Learn how the Government Digital Service used classification and natural language processing to make GOV.UK more accessible.

This guidance is part of a wider collection about using artificial intelligence (AI) in the public sector.

AI technique and application used

  • classification
  • natural language processing (NLP)

Objective

The UK’s Government Digital Service (GDS) wanted to make information on GOV.UK more accessible to users.

Situation

GDS had designed a taxonomy to organise information locally but the process of tagging content was resource-intensive. It needed engagement with publishers in other government departments, which was time-consuming. GDS wanted to find a way to do this activity in a more time-efficient and cost-effective way. GDS had 100,000 untagged pages, which they needed tag to around 210 sub-branches.

Action

The GDS data science team embedded staff in the existing team responsible for tagging content, working with them to build a supervised machine learning model to solve this problem.

The model used 3 data sources:

  • the taxonomy tree structure and all the sub-branch levels
  • a sample of GOV.UK pages that GDS had already tagged and organised into sub-branches
  • more pages that were not tagged or organised at all

The GDS team trained the model on the pages they had already tagged to recognise patterns in the page contents.

They used NLP to make the text content on the page machine readable.

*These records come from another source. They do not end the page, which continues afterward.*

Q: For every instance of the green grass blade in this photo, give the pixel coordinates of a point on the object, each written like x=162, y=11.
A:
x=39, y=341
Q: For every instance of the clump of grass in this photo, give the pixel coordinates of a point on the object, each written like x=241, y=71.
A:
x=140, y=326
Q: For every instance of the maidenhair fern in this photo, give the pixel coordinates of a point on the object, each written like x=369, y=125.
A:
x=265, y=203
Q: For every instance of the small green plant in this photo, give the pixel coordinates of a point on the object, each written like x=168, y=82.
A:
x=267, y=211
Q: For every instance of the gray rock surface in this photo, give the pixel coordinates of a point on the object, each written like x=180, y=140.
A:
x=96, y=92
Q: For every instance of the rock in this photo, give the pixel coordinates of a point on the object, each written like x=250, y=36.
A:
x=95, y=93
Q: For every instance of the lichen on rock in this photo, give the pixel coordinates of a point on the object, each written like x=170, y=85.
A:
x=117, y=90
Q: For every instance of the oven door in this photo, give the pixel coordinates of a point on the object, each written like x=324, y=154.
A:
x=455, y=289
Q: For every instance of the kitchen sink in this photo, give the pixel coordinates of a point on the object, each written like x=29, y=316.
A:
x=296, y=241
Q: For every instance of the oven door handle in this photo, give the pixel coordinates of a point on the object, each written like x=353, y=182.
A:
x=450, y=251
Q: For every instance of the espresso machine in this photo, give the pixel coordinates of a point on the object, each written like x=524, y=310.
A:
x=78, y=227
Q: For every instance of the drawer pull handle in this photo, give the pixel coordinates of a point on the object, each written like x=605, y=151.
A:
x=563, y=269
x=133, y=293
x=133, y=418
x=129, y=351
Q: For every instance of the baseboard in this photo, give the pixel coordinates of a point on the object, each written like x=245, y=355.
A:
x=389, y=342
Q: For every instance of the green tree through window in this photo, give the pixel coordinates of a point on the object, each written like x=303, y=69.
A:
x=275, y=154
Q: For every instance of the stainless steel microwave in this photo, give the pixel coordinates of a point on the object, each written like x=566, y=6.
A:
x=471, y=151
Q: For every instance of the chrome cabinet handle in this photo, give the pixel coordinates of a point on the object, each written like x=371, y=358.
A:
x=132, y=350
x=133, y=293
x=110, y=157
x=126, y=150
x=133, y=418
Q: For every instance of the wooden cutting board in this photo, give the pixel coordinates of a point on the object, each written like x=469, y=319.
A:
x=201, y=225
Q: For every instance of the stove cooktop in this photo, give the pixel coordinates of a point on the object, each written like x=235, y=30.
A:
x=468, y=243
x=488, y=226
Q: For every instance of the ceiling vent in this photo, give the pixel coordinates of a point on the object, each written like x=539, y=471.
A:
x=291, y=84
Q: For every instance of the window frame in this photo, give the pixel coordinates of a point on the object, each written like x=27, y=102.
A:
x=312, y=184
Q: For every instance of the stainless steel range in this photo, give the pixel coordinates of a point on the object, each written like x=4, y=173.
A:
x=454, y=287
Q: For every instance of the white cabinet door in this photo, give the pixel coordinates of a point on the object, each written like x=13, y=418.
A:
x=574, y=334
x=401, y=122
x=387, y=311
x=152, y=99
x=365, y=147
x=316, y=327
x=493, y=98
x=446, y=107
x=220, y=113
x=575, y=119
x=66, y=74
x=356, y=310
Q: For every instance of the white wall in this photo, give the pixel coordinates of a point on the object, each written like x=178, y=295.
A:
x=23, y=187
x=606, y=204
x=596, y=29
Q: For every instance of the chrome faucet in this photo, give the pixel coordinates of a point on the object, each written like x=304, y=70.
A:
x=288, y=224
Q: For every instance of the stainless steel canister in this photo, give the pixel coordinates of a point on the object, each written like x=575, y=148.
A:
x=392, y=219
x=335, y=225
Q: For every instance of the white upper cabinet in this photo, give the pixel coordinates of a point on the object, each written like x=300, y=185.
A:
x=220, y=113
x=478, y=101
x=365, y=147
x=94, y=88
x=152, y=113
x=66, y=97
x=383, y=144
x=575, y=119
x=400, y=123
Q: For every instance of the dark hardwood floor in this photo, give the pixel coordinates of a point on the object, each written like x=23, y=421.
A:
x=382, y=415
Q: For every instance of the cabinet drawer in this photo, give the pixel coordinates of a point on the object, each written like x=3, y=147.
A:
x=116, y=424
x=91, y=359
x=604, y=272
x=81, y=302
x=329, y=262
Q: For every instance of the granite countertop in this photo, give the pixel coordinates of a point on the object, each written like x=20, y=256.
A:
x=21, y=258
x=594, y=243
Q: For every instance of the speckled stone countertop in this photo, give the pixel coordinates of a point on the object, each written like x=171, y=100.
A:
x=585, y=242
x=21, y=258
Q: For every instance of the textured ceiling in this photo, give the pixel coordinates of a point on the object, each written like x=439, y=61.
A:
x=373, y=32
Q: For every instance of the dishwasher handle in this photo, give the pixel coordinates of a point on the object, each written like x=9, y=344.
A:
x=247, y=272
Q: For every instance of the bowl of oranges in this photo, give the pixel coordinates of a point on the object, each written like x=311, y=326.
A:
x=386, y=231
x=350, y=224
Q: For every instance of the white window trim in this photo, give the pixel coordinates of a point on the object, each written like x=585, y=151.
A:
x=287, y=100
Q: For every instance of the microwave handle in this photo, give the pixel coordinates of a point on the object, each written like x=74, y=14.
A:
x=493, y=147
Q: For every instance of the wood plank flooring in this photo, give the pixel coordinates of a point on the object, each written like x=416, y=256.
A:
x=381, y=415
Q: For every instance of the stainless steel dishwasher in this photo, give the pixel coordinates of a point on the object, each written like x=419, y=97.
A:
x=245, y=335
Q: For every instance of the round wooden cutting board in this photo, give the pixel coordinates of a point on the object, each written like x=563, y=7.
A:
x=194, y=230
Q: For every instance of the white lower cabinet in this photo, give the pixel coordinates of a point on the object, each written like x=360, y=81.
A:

They then used these results alongside the page metadata (such as date published and department) to learn patterns. These patterns could predict where the untagged pages would best fit in the sub-branches.

Impact

The final model, a deep learning convolutional neural network, was able to provide tags to 96% of existing content and suggest tags to new content with high accuracy. GDS predicted the original task might last years, but with machine learning this reduced to under 6 months and was a relatively quick and easy solution for GOV.UK and publishers across government.